The House science committee on Wednesday approved a Republican-sponsored bill to tighten control over the National Science Foundation, overriding a series of Democratic objections while leaving the legislation with thin odds for eventual passage in the Senate.
The committee voted, 20 to 16, in favor of the measure, known as the First Act, with all of the panel’s attending Republicans supporting it and all of the Democrats opposing it. Several amendments also were approved or defeated along the same party lines.
The partisan result left the bill facing an uphill path in the Democratic-controlled Senate. No such bill has even been introduced in the Senate, and strategists representing both Democrats and universities suggested the party divisions left prospects for action in the upper chamber doubtful in the remaining months of the current session of Congress.
The chairman of the House science committee, Rep. Lamar Smith of Texas, alluded to such difficulties as he adjourned the meeting, when he thanked the panel for “a very successful markup, at least from the point of view of having so many members present.”

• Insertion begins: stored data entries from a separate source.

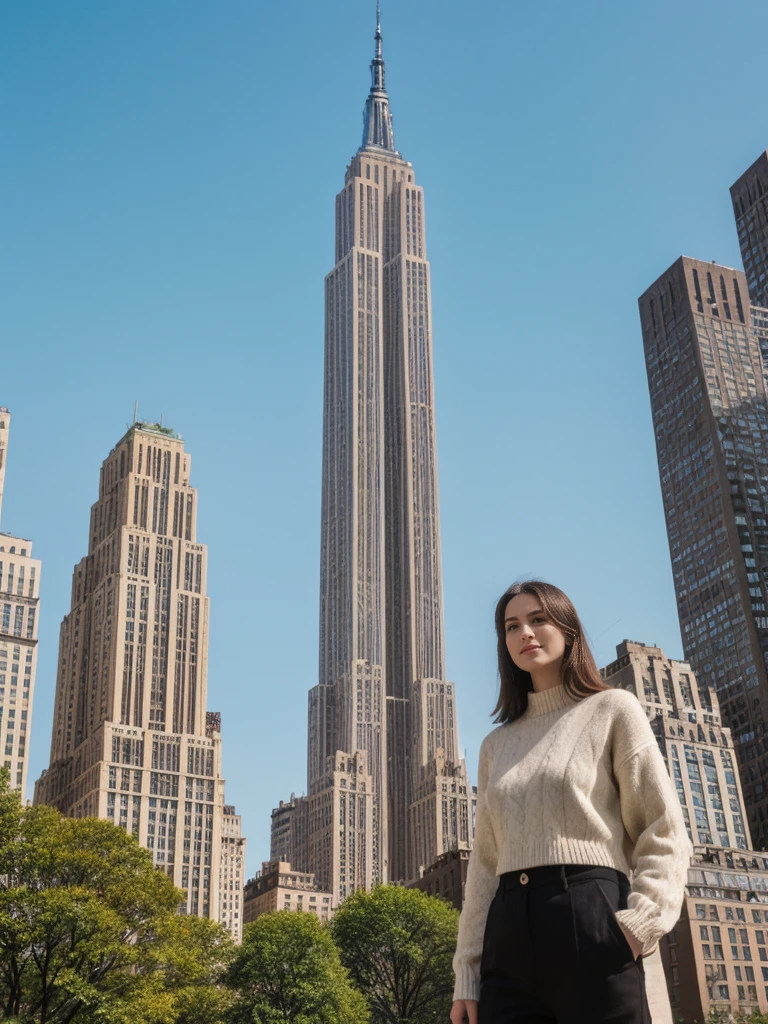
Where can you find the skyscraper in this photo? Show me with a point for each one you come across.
(19, 599)
(387, 792)
(716, 957)
(710, 408)
(231, 872)
(132, 741)
(750, 198)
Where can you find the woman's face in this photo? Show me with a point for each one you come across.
(534, 641)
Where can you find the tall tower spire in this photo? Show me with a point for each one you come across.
(377, 119)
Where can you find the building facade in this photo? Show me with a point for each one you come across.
(446, 878)
(132, 741)
(279, 887)
(717, 956)
(750, 199)
(231, 872)
(710, 408)
(19, 613)
(382, 715)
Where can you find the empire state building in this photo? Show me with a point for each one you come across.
(387, 792)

Mr. Smith was appointed to the post by Republican leaders in January 2013. Soon afterward, he proposed a forerunner of the First Act, draft legislation that aimed to significantly modify the NSF’s peer-review system by requiring that grant applications be judged by their ability to advance U.S. national interests in economics, defense, and other areas.
Mr. Smith initially retreated under criticism by Democrats and university leaders, who warned of the danger of political interference in science, especially in basic research, where the eventual benefits of a project might not be known for decades.
The First Act legislation finally put forth this past March reflected many of Mr. Smith’s original goals, albeit with tempered language. It included a plan to set specific spending levels for divisions within the NSF—a controversial practice already used by Congress for the National Institutes of Health budget—and then to sharply cut spending in the social and behavioral sciences.
The bill also proposed tougher rules against scientific misconduct, new hurdles for researchers who had received previous NSF grant money, and a period of two years for scientific journals to maintain exclusive control over articles that drew on federally financed research.
In the end, virtually all of those key provisions were maintained by the full committee, on votes of either 20 to 16 or 19 to 17, with unanimous or near-unanimous Republican support. The one exception was a voice vote largely endorsing the Obama administration’s suggestion of just one year for the period of publisher exclusivity.
A Question of Motives
Both Democrats and universities remained dissatisfied. The final version of the bill “does little to advance science and close our nation’s innovation deficit,” and it should be rejected by the full House, Hunter R. Rawlings III, president of the Association of American Universities, said in a written statement.
The bill “seems preoccupied with questioning the motives of America’s premiere science agency and the integrity of the scientists it funds,” Rep. Eddie Bernice Johnson of Texas, the committee’s top Democrat, said in a statement after the voting.
In his own statement after the votes, Mr. Smith denied that he had ever meant to “change NSF’s peer-review process.” The bill, however, “does expand accountability and requires transparency so that only high-quality research receives taxpayer funds,” he said.
Along with its policy pronouncements, the First Act would authorize an increase in the NSF’s budget for the 2015 fiscal year below the expected rate of inflation. The full House, however, began voting late Wednesday on an actual appropriations bill that would give the NSF $7.4-billion in 2015, an increase of 3.2 percent from this year and exceeding by 2.1 percent the amount requested by the Obama administration.
Still, the pending appropriations bill would maintain some of the intent of the committee’s measure, by requiring that the $149-million the House would provide beyond the presidential request be devoted to traditionally hard sciences such as mathematics, computers, and engineering. Key areas left out of that House definition include the social sciences and climate research.
And during the floor debate, the House majority leader, Rep. Eric Cantor of Virginia, said he planned to support an amendment by Mr. Smith that would use the appropriations bill to again try to cut social-sciences spending at the NSF. “This is the first step of many that I hope we’ll take to protect taxpayers while ensuring that high-quality research is funded,” Mr. Cantor said.
The White House, in a statement on Wednesday about the appropriations bill, said it “appreciates” the support for the NSF but warned that the bill “inadequately funds areas critical to the nation’s economic growth, security, and competitiveness in the global marketplace,” including spending on climate research. It made no threat of a veto.